In an example embodiment, the first image and the second image of
the scene may be captured such that there exists a disparity in at
least one object point of the scene between the first image and the
second image. In an example embodiment, the first image and the
second image may form a stereoscopic pair of images. For example, a
stereo camera may capture the first image and the second image,
such that, the first image includes a slight parallax with the
second image representing the same scene. In some other example
embodiments, the first image and the second image may also be
received from a camera capable of capturing multiple views of the
scene, for example, a multi-baseline camera, an array camera, a
plenoptic camera and a light field camera. In some example
embodiments, the first image and the second image may be
prerecorded or stored in an apparatus, for example the apparatus
200, or may be received from sources external to the apparatus 200.

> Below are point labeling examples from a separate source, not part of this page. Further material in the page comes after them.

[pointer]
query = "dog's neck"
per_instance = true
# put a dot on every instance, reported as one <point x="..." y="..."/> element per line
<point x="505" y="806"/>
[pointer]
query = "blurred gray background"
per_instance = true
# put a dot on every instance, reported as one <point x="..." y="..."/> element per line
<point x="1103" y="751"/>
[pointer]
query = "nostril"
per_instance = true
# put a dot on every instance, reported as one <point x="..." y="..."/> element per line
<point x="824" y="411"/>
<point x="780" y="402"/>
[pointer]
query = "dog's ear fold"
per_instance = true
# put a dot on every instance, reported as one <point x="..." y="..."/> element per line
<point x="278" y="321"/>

In such example embodiments, the apparatus 200 is caused to receive
the first image and the second image from external storage medium
such as DVD, Compact Disk (CD), flash drive, memory card, or from
external storage locations through Internet, Bluetooth.RTM., and
the like. In an example embodiment, a processing means may be
configured to facilitate access of the first image and the second
image of the scene comprising one or more objects, where there
exists a disparity in at least one object of the scene between the
first image and the second image. An example of the processing
means may include the processor 202, which may be an example of the
controller 108, and/or the image sensors 208 and 210.

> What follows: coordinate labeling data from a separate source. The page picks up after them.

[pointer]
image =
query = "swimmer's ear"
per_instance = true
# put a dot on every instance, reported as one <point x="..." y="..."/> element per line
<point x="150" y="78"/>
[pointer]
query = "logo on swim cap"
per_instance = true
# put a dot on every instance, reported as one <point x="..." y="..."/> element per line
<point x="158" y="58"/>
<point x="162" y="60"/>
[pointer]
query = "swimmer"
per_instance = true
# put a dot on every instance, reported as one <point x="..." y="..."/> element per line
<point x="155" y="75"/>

[0033] In an embodiment, the first image and the second image may
include various portions being located at different depths with
respect to a reference location. In an embodiment, the `depth` of a
portion in an image may refer to a distance of the object points
(for example, pixels) constituting the portion from a reference
location, such as a camera location. In an embodiment, the first
image and the second image may include depth information for
various object points associated with the respective images.
[0034] In an embodiment, since the first image and the second image
may be associated with same scene, the first image and the second
image may include redundant portions and at least one non-redundant
portion. For example, an image of the scene captured from a left
side of objects may include greater details of left side portions
of the objects of the scene as compared to the right side portions
of the objects, while the right side portions of the objects may be
occluded. Similarly, an image of the scene captured from a right
side of objects in the image may include greater details of right
side portions of the objects of the scene while the left side
portions of the objects may be occluded. In an embodiment, the
portions of the two images that may be occluded in either the first
image or the second image may be the non-redundant portions of the
respective images, while rest of the portions of the two images may
be redundant portions between the images. In an example embodiment,
an image of a scene captured from different positions may include
substantially same background portion but different foreground
portions, so the background portions in the two images of the scene
may be redundant portion in the images while the certain regions of
the foreground portions may be non-redundant. For example, for a
scene comprising a person standing in a garden, images may be
captured from right side of the person and left side of the person.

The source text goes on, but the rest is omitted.